Now no one denies that the art of making home
made pickles is still alive and kicking, but it definitely has lost out in
some degree to branded pickles. The branded pickle makers therefore, target
primarily those families which have lost this “IK”, for any reason whatsoever
and ensure the success of their brand of pickle.
Now all this leads to an interesting phenomenon us to an interesting
thought that maybe in every market, in
every geographical region the world over, there is a time when one cannot
brand a particular commodity, whatever strategies /tactics one might employ.
In other words, If the time for branding that commodity in that particular market has not
come, if the consumers have not lost their perceived “IK” , then the
commodity will not be able get branded
successfully.
Only when that society matures, progresses, and
loses that “IK” or the importance attached to it, will the branding be
successful.
Possible arguments against the new theory
An obvious
argument against this line of reasoning may be given by citing the example of
salt in India. It can be said that it is a commodity, and no one ever made
salt at home! Why then, has salt branding been successful?
The answer to
this paradox lies in the simple fact that the hypothesis propounded above
never disagrees with the classic theories of branding commodities. It never
says that commodities will be branded successfully/unsuccessfully only if
they satisfy this criterion of “IK”. The companies trying to brand
commodities have to obviously look at all the primary factors which influence
successful branding, like providing points of difference and added value.
When salt is
successfully branded, we see that companies add iodine to it, thus adding
value of course, but never infringing on IK. Because as we see, iodized salt was
never made in India, at home, before this. So consumers accepted it as being
something new, novel, and a “value added product”.
We can take the
example of branded sugar in India also, if we try to poke holes in this “IK”

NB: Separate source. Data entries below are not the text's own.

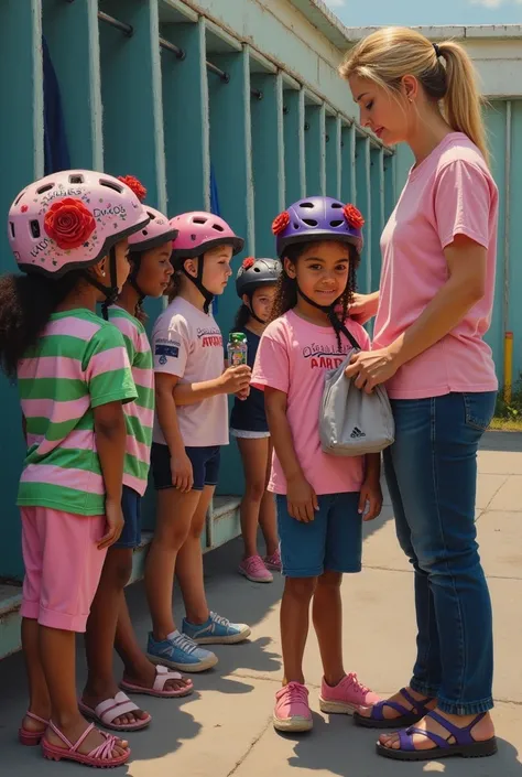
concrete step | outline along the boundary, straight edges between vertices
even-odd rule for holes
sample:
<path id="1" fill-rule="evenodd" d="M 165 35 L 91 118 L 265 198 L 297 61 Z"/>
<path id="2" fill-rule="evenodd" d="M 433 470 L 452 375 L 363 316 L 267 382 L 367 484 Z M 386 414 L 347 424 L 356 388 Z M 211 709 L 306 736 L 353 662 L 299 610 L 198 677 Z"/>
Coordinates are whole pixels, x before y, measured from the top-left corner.
<path id="1" fill-rule="evenodd" d="M 225 542 L 235 539 L 240 533 L 239 496 L 217 496 L 208 511 L 206 531 L 202 536 L 202 549 L 207 553 L 219 548 Z M 134 550 L 132 559 L 132 575 L 129 585 L 143 578 L 146 552 L 152 541 L 152 532 L 144 531 L 141 544 Z M 22 585 L 15 581 L 0 583 L 0 659 L 10 656 L 21 648 L 20 639 L 20 606 L 22 603 Z"/>

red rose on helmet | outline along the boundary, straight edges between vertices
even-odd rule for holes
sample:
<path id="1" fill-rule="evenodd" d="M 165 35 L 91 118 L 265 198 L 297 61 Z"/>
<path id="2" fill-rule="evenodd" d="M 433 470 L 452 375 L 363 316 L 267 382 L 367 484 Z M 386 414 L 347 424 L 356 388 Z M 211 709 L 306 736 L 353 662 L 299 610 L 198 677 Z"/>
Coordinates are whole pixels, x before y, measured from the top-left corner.
<path id="1" fill-rule="evenodd" d="M 146 188 L 143 186 L 141 181 L 138 181 L 134 175 L 118 175 L 118 181 L 124 183 L 129 188 L 131 188 L 140 203 L 142 203 L 146 197 Z"/>
<path id="2" fill-rule="evenodd" d="M 272 231 L 274 235 L 280 235 L 282 231 L 286 229 L 286 227 L 290 224 L 290 216 L 286 213 L 286 211 L 283 211 L 283 213 L 280 213 L 279 216 L 274 218 L 272 222 Z"/>
<path id="3" fill-rule="evenodd" d="M 96 222 L 81 199 L 65 197 L 54 203 L 45 214 L 44 229 L 62 248 L 79 248 L 95 231 Z"/>
<path id="4" fill-rule="evenodd" d="M 361 212 L 358 211 L 355 205 L 345 205 L 342 213 L 350 227 L 354 227 L 354 229 L 362 229 L 365 219 Z"/>

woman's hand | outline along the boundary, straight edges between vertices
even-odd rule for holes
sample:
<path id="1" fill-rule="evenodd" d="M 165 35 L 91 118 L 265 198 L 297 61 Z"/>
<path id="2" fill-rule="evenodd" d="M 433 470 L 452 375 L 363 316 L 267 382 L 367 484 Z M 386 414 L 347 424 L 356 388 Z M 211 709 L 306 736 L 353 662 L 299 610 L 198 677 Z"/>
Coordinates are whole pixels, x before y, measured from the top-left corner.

concept. We see that companies which tried to brand sugar are now
increasingly, giving up on this idea and returning to the commoditization of
sugar. This phenomenon obviously cannot be explained by the “IK” theory, as
no one ever made sugar in their home. But that is the whole point, that the
‘IK” theory never claims that it is the only factor that influences
successful branding. It is merely one additional factor that has to be
considered. In this light, we then see that branded sugar has not caught on
because consumers simply do not see any added value of branding by companies,
which as we said, is one of the primary factors affecting commodity branding.
What we have to
do is add this additional factor (IK) when analyzing why consumers reject the
concept of branding a commodity at a given time, in a given market.
All this might
explain why we see so many commodities being branded successfully in western
markets. For this, we
see that they lost their “IK” a long time ago as their societies developed
much earlier.
Therefore, when
a company which branded a commodity it successfully in western markets enters the Indian markets
and tries to brand that particular commodity here again, it might find that
it is failing miserably. And in that case, it will just have to wait for some
years before reentering the market and hope that the consumers will accept
the brand this time round.
Conclusion
We see that maybe the concept of fast lifestyles
and demand for convenience merge with the concept of blurring “IK” and enable
branding. The
lesson for companies the world over trying to enter new markets and brand
commodities might very well be that before introducing a brand, in addition
to checking all the basics about the added value and perceived “points-of –differences” of a branded commodity, they
should also check out whether the society as a whole in that target market
has lost its “IK” about that particular commodity or not. If it has, well and
Good. But if it has not, then either chucks
the idea of branding, or take steps to change the outlook of the whole
society towards that particular good. This which might prove to be too daunting a task, even for
companies with huge financial muscle.